I lituani, in piena corsa per il terzo posto nel girone, hanno approcciato la gara con grande aggressività, mentre coach Gennaro Di Carlo ha dato spazio a tanti giovani, inclusi 6 minuti per l’orlandino Giorgio Galipò.

Per la SikeliArchivi era una gara che non aveva molto da dire in termini di classifica. L’attenzione è già da ora puntata sulla gara di domenica alle 18 al PalaSikeliArchivi contro la Segafredo Virtus Bologna: una sfida affascinante per il blasone dell’avversario, ma soprattutto estremamente importante per il peso specifico che in questo momento ha ogni partita, vista la classifica decisamente corta.

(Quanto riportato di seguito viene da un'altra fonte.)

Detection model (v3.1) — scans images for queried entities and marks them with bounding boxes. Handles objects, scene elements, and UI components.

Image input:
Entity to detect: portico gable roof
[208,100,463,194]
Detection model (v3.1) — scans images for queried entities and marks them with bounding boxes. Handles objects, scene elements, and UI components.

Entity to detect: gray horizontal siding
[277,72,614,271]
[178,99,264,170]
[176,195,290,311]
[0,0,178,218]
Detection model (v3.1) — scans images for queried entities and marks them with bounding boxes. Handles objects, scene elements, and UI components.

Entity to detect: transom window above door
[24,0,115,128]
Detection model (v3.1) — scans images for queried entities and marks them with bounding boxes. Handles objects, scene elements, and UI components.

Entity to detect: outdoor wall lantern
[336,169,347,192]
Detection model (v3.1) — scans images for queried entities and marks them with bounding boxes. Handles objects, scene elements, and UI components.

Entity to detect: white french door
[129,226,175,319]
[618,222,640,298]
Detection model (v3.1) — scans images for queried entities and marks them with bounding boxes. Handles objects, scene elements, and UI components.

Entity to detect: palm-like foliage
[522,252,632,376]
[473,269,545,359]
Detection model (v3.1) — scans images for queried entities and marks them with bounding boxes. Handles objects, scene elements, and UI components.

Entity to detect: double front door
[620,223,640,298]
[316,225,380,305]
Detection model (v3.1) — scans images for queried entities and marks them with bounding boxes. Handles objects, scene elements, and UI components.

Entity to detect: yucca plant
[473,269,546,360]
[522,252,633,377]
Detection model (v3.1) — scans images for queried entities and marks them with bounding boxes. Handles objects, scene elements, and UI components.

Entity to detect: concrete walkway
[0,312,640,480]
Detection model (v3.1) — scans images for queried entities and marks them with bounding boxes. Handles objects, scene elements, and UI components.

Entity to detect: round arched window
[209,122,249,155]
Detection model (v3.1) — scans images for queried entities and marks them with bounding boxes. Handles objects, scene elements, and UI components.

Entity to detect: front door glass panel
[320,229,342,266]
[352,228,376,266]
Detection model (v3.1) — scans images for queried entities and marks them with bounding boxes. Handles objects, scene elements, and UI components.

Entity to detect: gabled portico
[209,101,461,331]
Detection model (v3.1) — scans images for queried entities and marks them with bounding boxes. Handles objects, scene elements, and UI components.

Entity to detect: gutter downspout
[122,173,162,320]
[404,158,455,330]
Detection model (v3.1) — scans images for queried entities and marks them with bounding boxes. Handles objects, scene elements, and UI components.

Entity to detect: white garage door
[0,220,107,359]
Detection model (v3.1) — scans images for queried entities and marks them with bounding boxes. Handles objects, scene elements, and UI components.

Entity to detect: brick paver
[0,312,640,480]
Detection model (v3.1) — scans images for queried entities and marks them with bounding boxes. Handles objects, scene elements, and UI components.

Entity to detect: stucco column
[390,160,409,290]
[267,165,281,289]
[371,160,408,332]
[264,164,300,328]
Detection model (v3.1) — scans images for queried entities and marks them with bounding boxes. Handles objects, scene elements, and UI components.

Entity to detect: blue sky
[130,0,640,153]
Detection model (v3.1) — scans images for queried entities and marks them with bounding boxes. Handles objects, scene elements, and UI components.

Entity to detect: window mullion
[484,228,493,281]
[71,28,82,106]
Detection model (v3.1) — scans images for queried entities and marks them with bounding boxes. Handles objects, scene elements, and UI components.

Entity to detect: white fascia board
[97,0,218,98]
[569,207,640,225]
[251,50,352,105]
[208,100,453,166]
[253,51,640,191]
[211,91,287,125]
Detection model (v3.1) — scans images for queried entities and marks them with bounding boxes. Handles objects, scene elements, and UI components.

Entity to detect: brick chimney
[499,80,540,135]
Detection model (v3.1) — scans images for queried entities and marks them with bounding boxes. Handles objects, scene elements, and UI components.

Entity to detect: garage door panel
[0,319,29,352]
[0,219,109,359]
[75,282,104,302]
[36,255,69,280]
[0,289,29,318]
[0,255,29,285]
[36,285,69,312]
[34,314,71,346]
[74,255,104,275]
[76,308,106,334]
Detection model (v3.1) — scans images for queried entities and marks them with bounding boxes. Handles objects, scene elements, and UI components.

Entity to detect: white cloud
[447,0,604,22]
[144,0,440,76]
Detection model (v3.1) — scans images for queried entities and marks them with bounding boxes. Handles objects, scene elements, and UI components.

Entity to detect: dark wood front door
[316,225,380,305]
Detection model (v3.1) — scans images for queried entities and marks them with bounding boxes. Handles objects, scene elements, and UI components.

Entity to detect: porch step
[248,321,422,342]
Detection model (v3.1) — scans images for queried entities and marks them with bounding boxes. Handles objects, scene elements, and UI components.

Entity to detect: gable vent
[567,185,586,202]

Coach Gennaro Di Carlo commenta così al termine della gara di Klaipeda: “Stasera per noi era una partita difficile, al di là del valore degli avversari dovevamo gestire una rotazione ridotta. Dopo un inizio di partita in cui abbiamo subito l’assalto del Neptunas la squadra ha iniziato a reagire e a giocare. Sono molto più contento della seconda metà di gara, in cui la squadra ha mostrato capacità di giocare assieme, letture di gioco, difesa di squadra. La reazione di stasera è quello che voglio prendere di buono da questa gara. Abbiamo da registrare un problema fisico per Mario Delas, che valuteremo domani, quando torneremo a Capo d’Orlando e bisognerà recuperare energie e forze per affrontare domenica Bologna nelle migliori condizioni possibili. Sono contento stasera della prestazione di Ihring, della reazione di Stojanovic che dimostra piccoli, ma costanti miglioramenti, e del piglio di Kulboka, spinto probabilmente dalla voglia di dimostrare il suo valore nella sua terra”.